Since there is also talk of 'exploding' the VLE/LMS into it's components parts, and discussion board system which is readable by a standard news reader seems like a sensible idea? I'm just wondering about how complex it needs to get... Perhaps a bulletin board software supporting RSS is a better idea? I've gone round in a circle on this - obviously needs more thought and research.

To LMS or not to LMS

I've become increasingly unconvinced about the benefits of LMSs - such as Blackboard and WebCT. Basically these environments seem to put unnecessary restrictions on how material is made available, and how it is accessed, without adding much benefit.

It's interesting that these pieces of software are called 'Learning Management Systems'. In the UK, the idea of the Virtual or Managed Learning Environment' took off, and still there is a tendency to refer to LMSs as VLEs or MLEs.
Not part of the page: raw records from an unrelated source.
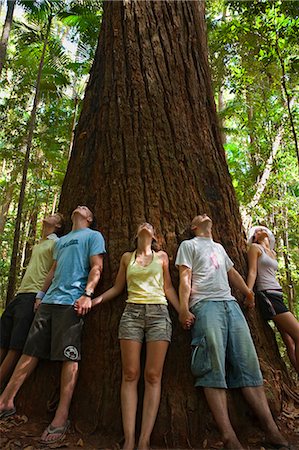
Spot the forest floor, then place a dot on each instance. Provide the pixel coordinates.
(19, 433)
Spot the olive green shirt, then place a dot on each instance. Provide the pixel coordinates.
(39, 265)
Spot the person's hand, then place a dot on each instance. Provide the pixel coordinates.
(82, 305)
(249, 301)
(36, 304)
(187, 319)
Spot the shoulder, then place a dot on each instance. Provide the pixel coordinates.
(126, 257)
(162, 256)
(93, 233)
(188, 243)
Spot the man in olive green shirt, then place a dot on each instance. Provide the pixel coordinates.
(18, 315)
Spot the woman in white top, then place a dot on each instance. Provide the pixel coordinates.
(145, 273)
(262, 267)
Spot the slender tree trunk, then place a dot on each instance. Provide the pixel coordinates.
(74, 121)
(30, 241)
(6, 31)
(31, 125)
(6, 202)
(288, 100)
(148, 147)
(1, 6)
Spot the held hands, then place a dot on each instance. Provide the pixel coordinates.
(187, 319)
(36, 304)
(38, 299)
(83, 305)
(249, 301)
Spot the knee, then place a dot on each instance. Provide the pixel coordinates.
(130, 375)
(152, 377)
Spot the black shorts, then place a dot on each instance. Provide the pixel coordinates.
(271, 304)
(55, 334)
(16, 321)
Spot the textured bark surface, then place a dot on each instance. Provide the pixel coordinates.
(147, 147)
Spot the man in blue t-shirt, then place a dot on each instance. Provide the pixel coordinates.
(55, 333)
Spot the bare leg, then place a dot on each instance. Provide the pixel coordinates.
(8, 364)
(23, 369)
(288, 327)
(256, 398)
(155, 357)
(217, 402)
(130, 356)
(69, 376)
(3, 353)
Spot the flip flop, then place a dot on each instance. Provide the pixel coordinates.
(269, 446)
(50, 430)
(7, 413)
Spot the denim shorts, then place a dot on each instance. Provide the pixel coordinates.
(270, 304)
(223, 353)
(151, 322)
(55, 334)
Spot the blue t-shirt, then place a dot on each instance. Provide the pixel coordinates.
(72, 253)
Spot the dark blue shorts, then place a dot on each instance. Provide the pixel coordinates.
(55, 334)
(16, 321)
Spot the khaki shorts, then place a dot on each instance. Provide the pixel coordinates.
(151, 322)
(55, 334)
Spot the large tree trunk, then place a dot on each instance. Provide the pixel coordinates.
(31, 126)
(148, 146)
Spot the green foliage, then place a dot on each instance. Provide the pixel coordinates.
(69, 53)
(254, 58)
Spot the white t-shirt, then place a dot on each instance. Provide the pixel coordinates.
(209, 263)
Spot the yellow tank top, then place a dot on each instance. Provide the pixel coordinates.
(145, 284)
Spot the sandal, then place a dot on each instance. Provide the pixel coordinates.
(50, 431)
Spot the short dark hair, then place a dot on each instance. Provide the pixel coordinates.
(93, 224)
(60, 230)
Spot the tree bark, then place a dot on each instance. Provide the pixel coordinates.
(148, 147)
(6, 31)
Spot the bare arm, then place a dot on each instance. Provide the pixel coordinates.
(83, 304)
(237, 281)
(46, 285)
(252, 255)
(119, 284)
(186, 317)
(169, 290)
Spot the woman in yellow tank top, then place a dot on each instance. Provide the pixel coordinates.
(145, 272)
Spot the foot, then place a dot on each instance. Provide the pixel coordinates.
(232, 443)
(7, 413)
(54, 434)
(6, 409)
(276, 440)
(143, 445)
(129, 444)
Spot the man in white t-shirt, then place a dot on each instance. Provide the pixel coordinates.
(224, 355)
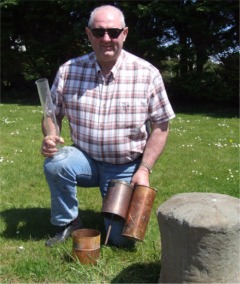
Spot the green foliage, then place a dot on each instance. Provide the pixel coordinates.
(185, 32)
(201, 156)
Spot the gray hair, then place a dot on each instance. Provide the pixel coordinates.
(109, 7)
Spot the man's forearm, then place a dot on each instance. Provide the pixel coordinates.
(155, 144)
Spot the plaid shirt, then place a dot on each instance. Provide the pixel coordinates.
(109, 116)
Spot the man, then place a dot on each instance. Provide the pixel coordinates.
(109, 97)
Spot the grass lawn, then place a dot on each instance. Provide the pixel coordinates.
(202, 155)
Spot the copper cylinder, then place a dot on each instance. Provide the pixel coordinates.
(117, 199)
(139, 212)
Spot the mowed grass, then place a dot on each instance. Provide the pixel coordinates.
(202, 154)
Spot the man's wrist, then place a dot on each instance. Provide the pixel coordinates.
(146, 166)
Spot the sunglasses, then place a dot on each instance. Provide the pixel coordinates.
(113, 33)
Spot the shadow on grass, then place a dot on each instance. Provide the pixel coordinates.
(139, 273)
(33, 223)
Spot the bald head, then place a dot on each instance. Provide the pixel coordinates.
(111, 9)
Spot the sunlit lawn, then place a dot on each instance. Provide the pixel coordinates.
(202, 155)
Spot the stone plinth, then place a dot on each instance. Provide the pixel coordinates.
(200, 238)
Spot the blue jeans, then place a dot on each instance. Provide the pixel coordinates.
(63, 175)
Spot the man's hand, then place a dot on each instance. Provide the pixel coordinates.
(49, 145)
(141, 177)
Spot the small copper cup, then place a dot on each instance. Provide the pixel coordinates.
(86, 245)
(139, 212)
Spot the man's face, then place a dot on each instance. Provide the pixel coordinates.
(107, 49)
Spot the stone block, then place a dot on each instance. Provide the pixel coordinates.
(200, 238)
This, for me, is to miss an important distinction. Blackboard, WebCT and the like are correctly called 'Learning Management Systems', as they somehow try to 'manage' the learning material. I'm not sure this is helpful, certainly not in the context of UK Higher Education.

So, I believe we should strive to create a virtual or managed 'learning environment', but we don't need an LMS to do so. This should also make it easier to integrate library resources into the material, as there are no artificial barriers to doing this, and you aren't tied into one particular technology.

So what do we need from a VLE? At the moment our needs are pretty simple:

Web space for courses
Ideally we need to be able to restrict viewing privileges to the students on the course. However, this may not be necessary in all cases...
Discussion group/bulletin board software
Email lists for courses
Ease of publishing/uploading material

I'd like to be able to provide tools for easy content creation by academics. Weblog software would seem ideal for this purpose - but I'm not sure about supporting this (if we were to install Movable Type or something). Possibly Microsoft's 'Sharepoint' software would be worth investigating. Otherwise, perhaps we just need to treat this as another area where web content management software is needed.